The architecture preferred by 'Millennials'

17.06.2019 • CMV Architects

We have all heard of 'Millennials,' but do we really know who we are referring to? The terms 'Generation Y' and 'millennial' refer to those born between the first half of the 1980s and the mid-1990s. Demographic estimates indicate that this group will represent more than three-quarters of the world's population by the middle of the next decade. Some of their characteristics, in short, are marked by greater use and familiarity with technology and the communications media, as well as by their intense use of digital technologies.

It is interesting to observe how the members of this generation, taking into account that we are talking about people who are currently between 25 and 35 years old, perceive architecture and the needs that it must cover for them. An important piece of information: we are faced with a public that has either already left home or is about to do so and, thus, this public includes future home buyers.

Among the elements that architecture studios are keeping in mind when working with Millennials is the importance of spaces and materials, as well as the incorporation of technology. Many of the professionals in the sector consider this generation to be seeking a series of specific characteristics in their environments – and we will detail those characteristics below.

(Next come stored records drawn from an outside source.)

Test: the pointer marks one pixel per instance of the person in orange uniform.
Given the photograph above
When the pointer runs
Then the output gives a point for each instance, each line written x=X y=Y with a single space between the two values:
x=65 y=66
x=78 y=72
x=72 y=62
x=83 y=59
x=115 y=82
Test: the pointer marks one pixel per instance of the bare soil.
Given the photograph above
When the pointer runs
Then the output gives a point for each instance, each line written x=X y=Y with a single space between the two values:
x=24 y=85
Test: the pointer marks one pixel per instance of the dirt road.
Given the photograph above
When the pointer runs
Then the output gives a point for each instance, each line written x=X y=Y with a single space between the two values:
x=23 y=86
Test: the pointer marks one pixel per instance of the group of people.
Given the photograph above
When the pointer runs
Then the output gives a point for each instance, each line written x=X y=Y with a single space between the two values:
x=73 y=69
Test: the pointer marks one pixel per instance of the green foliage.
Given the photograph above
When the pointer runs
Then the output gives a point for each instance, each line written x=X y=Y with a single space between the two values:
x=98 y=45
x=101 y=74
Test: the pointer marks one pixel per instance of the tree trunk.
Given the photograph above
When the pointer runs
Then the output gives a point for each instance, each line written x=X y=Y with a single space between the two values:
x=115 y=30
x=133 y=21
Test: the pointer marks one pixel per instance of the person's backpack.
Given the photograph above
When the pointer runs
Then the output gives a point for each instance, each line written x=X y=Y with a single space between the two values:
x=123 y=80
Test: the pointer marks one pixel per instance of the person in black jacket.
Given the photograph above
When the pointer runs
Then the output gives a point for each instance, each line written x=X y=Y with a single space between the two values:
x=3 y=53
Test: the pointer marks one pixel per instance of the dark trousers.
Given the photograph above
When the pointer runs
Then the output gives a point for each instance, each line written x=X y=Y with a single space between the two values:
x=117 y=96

The availability of multifunctional, connected spaces seems essential. Here a relevant factor appears: the role of teleworking and having to share, on many occasions, the same space for working and living brings about the need for the rooms to have different uses (for example: a living room that can be transformed into an office and vice versa). Linked to the above, the incorporation of technology in the home is fundamental for 'Generation Y,' especially in terms of the Internet of Things (IoT) and its application to lighting solutions, refrigeration, waste management, etc.

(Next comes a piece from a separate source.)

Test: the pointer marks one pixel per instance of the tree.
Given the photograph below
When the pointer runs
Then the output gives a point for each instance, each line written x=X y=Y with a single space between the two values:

The materials used play an important role for Millennials too. Among their predilections is the use of natural elements without finishes such as exposed wood (exposed beams or partitions) and any other unfinished material – in a clear commitment to minimalism. We also cannot ignore common areas like meeting points where they undertake an important part of their lives thanks to the constant growth of their social environment. "Long live coworking," they exclaim.

Their concern for the environment implies that they blindly believe that their buildings must be green. Starting with the materials and continuing on through to the construction process and the operation and maintenance of the home, Millennials favor sustainable homes designed to save water and energy. In line with that, they propose a mixed land use in the form of comprehensive vertical complexes that cover all the needs they may have (residential, work, and commercial).